When my nephew Arthur was little, the local pastor dropped by my sister's house for a visit. My brother-in-law, an avid fisherman, was preparing for a weekend at the lake when suddenly little Arthur bellowed, "My daddy's got worms!''
"Oh," replied the preacher,"You mean he's got fishing worms?"
With a straight face my nephew said: "No, he's got worms."
While he had a perplexed look on his face, only divine wisdom that comes from years of ministry kept the pastor from asking any further questions.
"The shortest distance between us and the life we long for is total obedience to Christ."
- Max Anders
My friend Bev and her husband were reshingling their roof. As soon as they started, they realized they needed more supplies, so Bev grabbed the checkbook, jumped into her car, and drove the 45 miles to the nearest lumberyard.
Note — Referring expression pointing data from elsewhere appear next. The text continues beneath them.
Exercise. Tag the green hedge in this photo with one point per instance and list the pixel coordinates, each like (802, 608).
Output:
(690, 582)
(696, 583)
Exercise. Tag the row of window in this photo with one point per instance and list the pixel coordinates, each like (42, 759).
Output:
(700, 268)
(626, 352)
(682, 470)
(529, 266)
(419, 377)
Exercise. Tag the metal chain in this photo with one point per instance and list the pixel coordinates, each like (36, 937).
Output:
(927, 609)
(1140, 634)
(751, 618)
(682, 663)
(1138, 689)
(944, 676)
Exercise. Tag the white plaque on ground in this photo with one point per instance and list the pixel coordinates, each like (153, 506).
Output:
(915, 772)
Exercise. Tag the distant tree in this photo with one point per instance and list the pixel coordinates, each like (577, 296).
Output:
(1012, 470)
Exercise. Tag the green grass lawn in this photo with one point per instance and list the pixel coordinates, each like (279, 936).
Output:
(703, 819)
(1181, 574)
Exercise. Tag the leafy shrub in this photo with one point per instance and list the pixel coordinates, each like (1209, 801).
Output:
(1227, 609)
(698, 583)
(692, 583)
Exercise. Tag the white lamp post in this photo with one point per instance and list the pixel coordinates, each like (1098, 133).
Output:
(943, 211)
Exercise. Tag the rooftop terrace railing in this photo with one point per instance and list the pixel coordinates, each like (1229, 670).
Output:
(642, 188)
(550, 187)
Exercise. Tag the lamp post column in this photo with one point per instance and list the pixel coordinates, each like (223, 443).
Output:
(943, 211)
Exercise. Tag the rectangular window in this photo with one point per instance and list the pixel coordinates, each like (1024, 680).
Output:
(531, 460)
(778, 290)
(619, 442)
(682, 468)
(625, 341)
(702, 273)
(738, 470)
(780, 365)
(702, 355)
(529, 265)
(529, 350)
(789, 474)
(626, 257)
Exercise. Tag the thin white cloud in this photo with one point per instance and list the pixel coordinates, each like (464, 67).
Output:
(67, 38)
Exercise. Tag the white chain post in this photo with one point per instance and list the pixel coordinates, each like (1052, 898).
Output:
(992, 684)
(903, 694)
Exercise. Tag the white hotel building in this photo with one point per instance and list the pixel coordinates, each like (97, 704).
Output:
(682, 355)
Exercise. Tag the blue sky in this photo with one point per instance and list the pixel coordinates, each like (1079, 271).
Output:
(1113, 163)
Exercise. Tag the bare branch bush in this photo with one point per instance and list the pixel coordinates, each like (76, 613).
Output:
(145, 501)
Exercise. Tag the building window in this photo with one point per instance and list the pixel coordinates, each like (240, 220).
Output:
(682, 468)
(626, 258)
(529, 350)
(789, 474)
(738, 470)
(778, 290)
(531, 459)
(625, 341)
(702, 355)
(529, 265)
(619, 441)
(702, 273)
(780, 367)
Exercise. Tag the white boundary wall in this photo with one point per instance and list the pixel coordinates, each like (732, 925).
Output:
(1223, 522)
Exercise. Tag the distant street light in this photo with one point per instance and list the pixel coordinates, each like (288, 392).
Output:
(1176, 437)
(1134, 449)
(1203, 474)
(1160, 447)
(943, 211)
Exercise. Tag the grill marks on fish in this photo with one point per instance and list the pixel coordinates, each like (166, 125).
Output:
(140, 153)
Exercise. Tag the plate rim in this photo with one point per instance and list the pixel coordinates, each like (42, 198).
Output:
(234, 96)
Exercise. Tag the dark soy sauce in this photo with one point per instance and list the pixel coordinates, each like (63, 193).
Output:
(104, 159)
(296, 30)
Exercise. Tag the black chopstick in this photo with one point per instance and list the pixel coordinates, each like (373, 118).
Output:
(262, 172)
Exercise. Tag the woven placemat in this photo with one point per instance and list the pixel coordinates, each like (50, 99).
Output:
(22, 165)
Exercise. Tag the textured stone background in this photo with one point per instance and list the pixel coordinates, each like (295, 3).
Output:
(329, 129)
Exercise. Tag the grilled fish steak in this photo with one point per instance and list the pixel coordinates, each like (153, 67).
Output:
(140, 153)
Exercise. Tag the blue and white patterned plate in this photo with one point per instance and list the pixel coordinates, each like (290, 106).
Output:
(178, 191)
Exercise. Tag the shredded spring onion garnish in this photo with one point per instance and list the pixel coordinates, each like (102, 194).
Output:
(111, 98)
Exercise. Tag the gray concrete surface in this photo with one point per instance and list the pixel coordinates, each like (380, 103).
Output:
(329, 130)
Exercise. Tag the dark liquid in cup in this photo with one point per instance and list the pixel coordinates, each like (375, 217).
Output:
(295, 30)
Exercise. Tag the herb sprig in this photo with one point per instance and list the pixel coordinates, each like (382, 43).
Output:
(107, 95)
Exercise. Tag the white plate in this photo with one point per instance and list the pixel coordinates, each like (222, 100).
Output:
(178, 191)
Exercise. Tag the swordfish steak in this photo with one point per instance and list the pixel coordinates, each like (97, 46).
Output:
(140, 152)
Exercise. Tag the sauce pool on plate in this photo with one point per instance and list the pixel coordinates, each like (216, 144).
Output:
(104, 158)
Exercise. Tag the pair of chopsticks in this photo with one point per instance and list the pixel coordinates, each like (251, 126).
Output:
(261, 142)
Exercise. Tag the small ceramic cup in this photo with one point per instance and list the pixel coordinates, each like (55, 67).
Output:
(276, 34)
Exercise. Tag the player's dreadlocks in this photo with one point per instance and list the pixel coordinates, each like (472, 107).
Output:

After gathering the items she needed, Bev went up to the cashier and wrote a check. "I really need to see a photo ID," the clerk said.
"I don't have one on me," Bev replied.
The cashier called over the manager, who examined the check.
The manager looked up and asked Bev, "Who is the Avon lady in your town?"
Puzzled, Bev responded, "Maxine Thompson."
"Take her check," the smiling manager said to the cashier. "Maxine is my grandmother."